Sunday, 8 November 2015

Structure for freedom

Its been a busy few weeks as I settle into my role as pedagogical director at Filosofiska ... which means there has not been so much time to write here on my blog...
but I have been reflecting a whole heap...

On Friday I participated in part of the course for medical students where they are studying neurology and psychology... (funnily the same students my husband will be teaching in a few weeks) - they are doing a project right now on how to assist preschool pedagogues meet the needs of their group... identifying problem areas and making goals... I was up at the front of the lecture hall with the lecturer as he role-played with me a possible dialogue they might have at the preschools... first incorrectly, and then correctly... it was one of the strangest things I have ever done... adlibbing to something there was very little preparation for, with a diary he had filled out about my reactions to the group and observations he had made about my group...

But it got me thinking about play and the freedom to play and how that is taken away when the group is dysfuntional.

A dysfunctional group is stressed, focussed on the problems of maybe one,two ot more children disrupting play for whatever reasons so that play does not flow as usual.

It made me realise just how much structure is sometimes required for free-play to exist... which seemed totally absurd.

But when I got thinking about it maybe it has something to do with self-discipline... some children are totally lacking any of it and will do whatever is on the top of their head (repeatedly) without reflection to how it will impact others, just because it feels good to them. So before their own self-discipline kicks in, we, as adults, have to act as their self discipline. Supporting them to understand the social play codes.

In The Art of Listening I explored how we as adults often use the words "are you listening" instead of "are you obeying", because frankly they probably have listened they simply have chosen not to act upon the words... and how can we then support the children to make better life-decisions - as often these "are you listening" phrases were connected to safety and creating more positive social interactions... (not just simply obeying an adult).

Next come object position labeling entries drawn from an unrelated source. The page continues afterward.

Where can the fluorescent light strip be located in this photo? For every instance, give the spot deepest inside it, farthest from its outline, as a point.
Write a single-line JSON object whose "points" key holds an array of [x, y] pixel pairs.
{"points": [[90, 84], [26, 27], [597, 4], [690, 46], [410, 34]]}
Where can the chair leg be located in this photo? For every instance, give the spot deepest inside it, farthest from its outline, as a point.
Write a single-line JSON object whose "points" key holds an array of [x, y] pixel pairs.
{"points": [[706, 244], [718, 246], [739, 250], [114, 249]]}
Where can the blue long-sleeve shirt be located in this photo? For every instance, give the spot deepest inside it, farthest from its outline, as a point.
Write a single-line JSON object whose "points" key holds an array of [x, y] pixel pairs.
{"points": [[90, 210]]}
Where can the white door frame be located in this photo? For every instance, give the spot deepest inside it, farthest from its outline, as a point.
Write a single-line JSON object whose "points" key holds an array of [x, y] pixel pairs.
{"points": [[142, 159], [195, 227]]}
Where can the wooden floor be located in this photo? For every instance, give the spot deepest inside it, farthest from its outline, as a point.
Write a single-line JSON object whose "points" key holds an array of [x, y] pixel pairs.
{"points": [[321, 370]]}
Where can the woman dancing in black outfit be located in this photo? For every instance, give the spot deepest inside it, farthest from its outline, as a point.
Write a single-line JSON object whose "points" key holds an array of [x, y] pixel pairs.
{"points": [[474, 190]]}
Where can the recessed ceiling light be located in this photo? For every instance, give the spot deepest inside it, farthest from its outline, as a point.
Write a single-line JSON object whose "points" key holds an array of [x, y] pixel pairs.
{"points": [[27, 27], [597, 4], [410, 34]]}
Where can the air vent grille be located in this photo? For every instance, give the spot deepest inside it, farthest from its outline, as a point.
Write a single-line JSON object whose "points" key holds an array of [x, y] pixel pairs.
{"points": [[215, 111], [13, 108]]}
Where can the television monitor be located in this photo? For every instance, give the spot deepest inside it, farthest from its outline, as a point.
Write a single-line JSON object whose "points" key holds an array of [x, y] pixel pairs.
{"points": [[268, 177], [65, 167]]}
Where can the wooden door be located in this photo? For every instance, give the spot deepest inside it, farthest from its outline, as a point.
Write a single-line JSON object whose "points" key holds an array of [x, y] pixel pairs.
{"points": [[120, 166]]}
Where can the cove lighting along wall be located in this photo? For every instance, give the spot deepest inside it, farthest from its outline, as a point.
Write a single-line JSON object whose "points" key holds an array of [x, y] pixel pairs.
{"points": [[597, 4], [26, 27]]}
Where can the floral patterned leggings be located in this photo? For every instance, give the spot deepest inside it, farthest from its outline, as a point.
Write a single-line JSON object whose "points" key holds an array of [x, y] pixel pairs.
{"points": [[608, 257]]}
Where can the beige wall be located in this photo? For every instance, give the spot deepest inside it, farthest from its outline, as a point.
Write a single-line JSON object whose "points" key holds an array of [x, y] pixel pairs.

Lining up and rules have been an essential part of this descipline... not just following rules blindly... because you learn nothing by that... but by understanding why we have the rules...
Lining up is a post that explores these ideas...

I have been working with the same children for just about three years now... and as the children grow and develop the less they need me to act as their self discipline... Its wonderful, making myself invisible and making their play visible.

But this free play stuff did not come easily for the children either... it seems like they are conditioned to seek out an adult to solve their problems... if they have a disagreement, if someones says something they think is not nice, if they fall over... Its been a process to hand over the power back to the children... instead of them staring at us when a friend falls over, they now go to their friend and comfort them. We are always watching and making sure that the level of risk is appropriate... to big/hard a fall and we will be there... but a minor fall the children can manage themselves... I remember a few weeks ago when the fall had been a little higher than I felt comfortable with I went over like a shot and two of my 4 and 5 year olds repeatedly told me "but we are here, we can take care of her" - it made me happy, and thanked them for their help and their consideration and explained how we were always watching and if we felt the fall was very big then we would always be there... Sometimes the children have made this judgement by themselves when a child has been sadder than what their abilities to comfort could manage... they have come to us and asked for help... and this asking for help i consider and important skill... but this just standing there watching a friend be sad and expecting the adult to take care of I felt disempowered children...

My post Scaffolding is also about rules and the need for them to create safety... it is when we are safe that we can play and learn best. Understanding why we have rules and being aware of the safety issues is essential for children... and adults.

So what structures do you have to enable freedom for the children to play...?
here the structure was finding a safe way to explore heights to conquer fears as well as turn taking and supporting each other

the talking rings were a form of structure to enable children to talk freely and to know that they were being listened to... that their words were being valued by their friends.

the structure was learning about who you could make paitn marks on and who you could not... not just an art exploration but also learning about how we all play differently... the rule was you HAD to ask first before making a paint mark on another... soem were very keen on this play.. while others absolutely did not...

rules for risky play.... YES we can play with sticks... YES we can fight with sticks... but we need to have total control... once we have body contact we finish the game (as experience tells me that is when they are getting tired and an accident is likely to happen - and the children know why this rule is in action... and that is JUST as important)

more risk taking in a structured form... so that they can apply it in a free form... thinking about the surface they land on, thinking about turn taking, thinking about taking care of each other...

the together paitings have a lot of structure in them in order to paint freely... but also a way to communicate and solve conflicts

paiting within the lines... understanding that your actions affect another perons reaction... if you do not concentrate and keep within the lines then it will go into the space of another person's painting area... what does this mean and how can we be a part of the social interaction of cause and affect... (read the kandinsky painting post)

Blowing bubbles... instead of at the lunch table where it disturbed many (including those who were not keen eaters, which meant they ate nothing and then had low energy in the afternoon) we created the structure of bubble blowing time at other point of the day

and it is important to remember that children are not just learning all of this for future use, but to be active social being right now too.